Gerade sein energisches Vorgehen übte auf ihre sanfte weibliche Natur eine große Wirkung aus, und seit ihrem Zusammensein in Krzemien hatte Polaniecki keinen solchen Eindruck mehr auf sie hervorgebracht, nie zuvor sie so mächtig an die Zeit erinnert, da sie miteinander in dem Garten von Krzemien umhergewandelt waren. Daß durch diesen Vorgang ihr wechselseitiges Verhältnis dauernd günstig beeinflußt werde, ließ sich zwar nicht annehmen, aber jetzt erhob sie die verwunderten Augen zu ihm und sagte: »Ich bitte Sie um Verzeihung.«

Polaniecki hatte sich unterdessen wieder etwas gefaßt und schämte sich seines Benehmens.

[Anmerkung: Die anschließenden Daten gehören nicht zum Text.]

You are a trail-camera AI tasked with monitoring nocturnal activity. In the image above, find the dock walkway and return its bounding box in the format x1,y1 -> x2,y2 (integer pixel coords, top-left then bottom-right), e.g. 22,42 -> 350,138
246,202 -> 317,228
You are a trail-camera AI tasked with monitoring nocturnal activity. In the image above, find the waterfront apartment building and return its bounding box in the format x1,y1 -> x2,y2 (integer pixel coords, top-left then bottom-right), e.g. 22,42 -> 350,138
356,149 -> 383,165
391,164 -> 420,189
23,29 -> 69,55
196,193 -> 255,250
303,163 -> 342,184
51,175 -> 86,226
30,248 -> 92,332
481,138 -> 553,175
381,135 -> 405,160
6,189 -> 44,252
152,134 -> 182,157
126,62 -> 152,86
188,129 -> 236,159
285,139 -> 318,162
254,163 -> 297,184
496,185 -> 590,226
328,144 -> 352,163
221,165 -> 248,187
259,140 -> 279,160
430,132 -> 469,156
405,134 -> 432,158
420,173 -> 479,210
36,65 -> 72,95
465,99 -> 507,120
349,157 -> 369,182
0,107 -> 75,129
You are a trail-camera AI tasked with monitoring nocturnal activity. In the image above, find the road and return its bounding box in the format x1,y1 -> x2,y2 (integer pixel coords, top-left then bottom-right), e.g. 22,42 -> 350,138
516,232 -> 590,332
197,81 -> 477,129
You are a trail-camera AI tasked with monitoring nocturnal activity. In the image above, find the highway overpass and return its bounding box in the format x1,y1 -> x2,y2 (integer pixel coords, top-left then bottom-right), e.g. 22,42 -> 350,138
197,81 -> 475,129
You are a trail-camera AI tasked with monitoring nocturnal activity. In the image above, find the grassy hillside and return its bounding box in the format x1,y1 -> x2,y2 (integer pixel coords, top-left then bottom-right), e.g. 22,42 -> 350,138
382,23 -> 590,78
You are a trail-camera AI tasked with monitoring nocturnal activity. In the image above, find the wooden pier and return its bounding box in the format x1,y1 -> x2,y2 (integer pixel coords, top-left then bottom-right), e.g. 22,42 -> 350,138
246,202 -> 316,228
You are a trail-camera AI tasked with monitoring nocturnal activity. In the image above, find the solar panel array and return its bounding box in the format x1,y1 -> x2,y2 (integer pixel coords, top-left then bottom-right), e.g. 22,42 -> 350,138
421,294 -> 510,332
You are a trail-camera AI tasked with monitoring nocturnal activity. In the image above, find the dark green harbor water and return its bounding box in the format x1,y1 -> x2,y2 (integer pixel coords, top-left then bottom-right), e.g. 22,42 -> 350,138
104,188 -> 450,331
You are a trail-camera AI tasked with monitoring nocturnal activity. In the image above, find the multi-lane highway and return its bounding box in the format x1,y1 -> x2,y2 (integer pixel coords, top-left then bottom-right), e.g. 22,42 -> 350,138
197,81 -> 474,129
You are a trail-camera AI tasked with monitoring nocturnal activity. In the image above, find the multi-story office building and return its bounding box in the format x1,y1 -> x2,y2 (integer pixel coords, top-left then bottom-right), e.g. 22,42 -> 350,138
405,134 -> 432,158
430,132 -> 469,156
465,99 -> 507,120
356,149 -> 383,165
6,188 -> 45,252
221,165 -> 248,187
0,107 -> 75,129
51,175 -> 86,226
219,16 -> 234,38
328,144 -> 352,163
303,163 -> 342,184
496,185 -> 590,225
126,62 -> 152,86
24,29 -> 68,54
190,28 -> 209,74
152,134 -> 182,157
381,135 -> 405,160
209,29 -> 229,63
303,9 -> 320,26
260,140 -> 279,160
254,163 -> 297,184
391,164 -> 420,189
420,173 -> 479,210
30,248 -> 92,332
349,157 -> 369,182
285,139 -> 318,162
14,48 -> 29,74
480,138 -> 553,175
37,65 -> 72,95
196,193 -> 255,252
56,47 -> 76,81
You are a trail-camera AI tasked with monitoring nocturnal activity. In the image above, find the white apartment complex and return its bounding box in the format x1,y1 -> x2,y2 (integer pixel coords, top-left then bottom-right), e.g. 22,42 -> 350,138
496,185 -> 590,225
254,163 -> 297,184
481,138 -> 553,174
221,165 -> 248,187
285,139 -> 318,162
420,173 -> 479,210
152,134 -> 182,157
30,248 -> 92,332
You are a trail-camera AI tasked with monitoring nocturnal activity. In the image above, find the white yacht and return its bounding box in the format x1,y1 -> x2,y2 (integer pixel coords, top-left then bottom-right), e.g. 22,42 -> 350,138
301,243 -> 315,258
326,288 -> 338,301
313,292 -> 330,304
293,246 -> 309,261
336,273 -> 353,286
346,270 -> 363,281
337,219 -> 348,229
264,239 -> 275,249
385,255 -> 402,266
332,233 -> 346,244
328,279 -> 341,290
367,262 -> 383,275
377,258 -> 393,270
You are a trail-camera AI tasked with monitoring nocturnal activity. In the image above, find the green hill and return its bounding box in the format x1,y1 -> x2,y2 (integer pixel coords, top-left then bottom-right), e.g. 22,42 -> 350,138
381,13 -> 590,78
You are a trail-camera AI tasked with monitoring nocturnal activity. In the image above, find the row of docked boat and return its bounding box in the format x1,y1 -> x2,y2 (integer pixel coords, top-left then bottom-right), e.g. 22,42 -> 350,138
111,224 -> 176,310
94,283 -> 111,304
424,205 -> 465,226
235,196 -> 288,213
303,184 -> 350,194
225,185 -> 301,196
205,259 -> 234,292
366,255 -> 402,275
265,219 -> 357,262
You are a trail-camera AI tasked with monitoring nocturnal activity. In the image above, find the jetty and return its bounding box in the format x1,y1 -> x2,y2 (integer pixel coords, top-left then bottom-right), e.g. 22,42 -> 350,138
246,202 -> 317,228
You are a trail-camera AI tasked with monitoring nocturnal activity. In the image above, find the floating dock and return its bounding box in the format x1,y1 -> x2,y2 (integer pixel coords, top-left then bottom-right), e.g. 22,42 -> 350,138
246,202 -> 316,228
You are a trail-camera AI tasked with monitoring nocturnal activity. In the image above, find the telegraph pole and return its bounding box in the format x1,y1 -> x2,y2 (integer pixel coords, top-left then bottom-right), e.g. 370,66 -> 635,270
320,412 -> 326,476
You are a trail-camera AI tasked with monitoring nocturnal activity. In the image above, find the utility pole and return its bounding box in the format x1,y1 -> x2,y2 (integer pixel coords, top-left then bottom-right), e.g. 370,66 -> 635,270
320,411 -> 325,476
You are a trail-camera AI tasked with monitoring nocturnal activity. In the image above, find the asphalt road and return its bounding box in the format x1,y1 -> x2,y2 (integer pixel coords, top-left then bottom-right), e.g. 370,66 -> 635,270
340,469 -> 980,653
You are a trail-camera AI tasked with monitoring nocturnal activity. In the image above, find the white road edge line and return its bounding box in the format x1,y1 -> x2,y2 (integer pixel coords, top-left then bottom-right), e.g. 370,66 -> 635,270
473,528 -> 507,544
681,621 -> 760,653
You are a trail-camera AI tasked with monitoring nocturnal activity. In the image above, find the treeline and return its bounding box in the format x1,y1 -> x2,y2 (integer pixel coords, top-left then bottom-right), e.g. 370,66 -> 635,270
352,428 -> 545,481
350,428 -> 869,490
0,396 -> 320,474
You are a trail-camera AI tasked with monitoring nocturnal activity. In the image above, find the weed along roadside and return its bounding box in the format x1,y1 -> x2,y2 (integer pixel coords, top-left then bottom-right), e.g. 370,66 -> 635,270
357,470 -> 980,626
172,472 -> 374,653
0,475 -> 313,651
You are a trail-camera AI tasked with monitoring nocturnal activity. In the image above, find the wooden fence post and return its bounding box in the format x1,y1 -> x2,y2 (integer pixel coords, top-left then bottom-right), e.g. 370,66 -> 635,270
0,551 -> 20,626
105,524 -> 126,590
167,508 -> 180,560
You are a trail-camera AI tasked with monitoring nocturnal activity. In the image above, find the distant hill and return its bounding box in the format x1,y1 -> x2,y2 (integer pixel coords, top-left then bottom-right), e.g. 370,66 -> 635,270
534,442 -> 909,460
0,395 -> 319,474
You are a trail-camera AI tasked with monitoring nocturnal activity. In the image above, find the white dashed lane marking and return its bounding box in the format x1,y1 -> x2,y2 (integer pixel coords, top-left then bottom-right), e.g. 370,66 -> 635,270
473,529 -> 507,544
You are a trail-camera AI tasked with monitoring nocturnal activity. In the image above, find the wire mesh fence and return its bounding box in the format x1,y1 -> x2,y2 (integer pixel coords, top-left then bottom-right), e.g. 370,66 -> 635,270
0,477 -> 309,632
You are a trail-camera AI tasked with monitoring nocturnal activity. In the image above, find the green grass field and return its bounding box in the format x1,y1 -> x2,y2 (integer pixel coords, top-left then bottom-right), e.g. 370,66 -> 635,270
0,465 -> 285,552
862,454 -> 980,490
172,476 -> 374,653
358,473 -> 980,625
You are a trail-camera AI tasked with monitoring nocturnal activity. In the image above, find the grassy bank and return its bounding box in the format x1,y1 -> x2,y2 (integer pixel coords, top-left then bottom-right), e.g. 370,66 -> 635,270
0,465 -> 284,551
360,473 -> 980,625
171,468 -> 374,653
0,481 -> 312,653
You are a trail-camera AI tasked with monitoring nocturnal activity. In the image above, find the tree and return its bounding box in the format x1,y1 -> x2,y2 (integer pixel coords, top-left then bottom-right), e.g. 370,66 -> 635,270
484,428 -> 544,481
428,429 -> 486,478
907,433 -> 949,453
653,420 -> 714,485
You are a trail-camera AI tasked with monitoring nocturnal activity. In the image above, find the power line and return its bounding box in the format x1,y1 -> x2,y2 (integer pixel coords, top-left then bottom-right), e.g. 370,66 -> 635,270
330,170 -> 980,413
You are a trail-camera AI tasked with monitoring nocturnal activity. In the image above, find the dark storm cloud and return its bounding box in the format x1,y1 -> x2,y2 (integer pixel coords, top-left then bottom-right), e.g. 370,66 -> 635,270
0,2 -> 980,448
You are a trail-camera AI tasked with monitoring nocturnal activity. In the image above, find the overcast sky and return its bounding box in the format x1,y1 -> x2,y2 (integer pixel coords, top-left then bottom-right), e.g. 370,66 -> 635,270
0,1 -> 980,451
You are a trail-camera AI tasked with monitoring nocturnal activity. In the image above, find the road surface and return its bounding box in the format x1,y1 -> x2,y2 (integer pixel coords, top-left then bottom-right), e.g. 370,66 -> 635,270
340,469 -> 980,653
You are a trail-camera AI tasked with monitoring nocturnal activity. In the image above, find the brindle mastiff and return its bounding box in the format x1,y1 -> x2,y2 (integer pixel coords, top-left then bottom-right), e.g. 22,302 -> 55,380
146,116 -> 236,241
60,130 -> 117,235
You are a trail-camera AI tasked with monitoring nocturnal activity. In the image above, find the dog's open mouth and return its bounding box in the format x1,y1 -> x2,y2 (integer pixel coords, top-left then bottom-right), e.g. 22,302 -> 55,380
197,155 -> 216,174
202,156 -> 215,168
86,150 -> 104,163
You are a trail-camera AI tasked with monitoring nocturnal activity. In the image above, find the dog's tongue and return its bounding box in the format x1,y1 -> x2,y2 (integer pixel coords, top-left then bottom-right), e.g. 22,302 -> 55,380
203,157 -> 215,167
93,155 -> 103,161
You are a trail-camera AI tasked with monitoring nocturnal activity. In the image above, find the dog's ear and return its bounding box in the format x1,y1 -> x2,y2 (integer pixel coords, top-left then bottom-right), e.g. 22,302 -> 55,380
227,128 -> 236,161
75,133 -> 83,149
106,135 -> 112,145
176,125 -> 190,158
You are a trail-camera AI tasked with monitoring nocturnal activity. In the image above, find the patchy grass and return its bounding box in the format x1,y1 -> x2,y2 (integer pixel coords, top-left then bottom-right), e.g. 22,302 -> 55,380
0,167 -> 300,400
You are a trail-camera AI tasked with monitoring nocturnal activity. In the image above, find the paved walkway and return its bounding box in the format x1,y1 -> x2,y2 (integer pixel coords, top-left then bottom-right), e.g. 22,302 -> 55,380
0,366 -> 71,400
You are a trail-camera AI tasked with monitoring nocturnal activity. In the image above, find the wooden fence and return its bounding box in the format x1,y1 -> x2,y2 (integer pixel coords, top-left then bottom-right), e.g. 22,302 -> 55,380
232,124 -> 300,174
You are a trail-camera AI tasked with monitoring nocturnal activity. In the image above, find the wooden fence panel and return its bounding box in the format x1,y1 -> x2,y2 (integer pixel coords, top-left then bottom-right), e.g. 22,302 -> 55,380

»Ich muß um Verzeihung bitten,« erwiderte er daher, »Litka sprach heute mit mir von ihrem Tode, und das hat mich dermaßen aufgeregt, daß ich mir keinen Rat weiß. Sie werden das begreiflich finden und mir vergeben.«

Mit diesen Worten drückte er ihr die Hand und ging.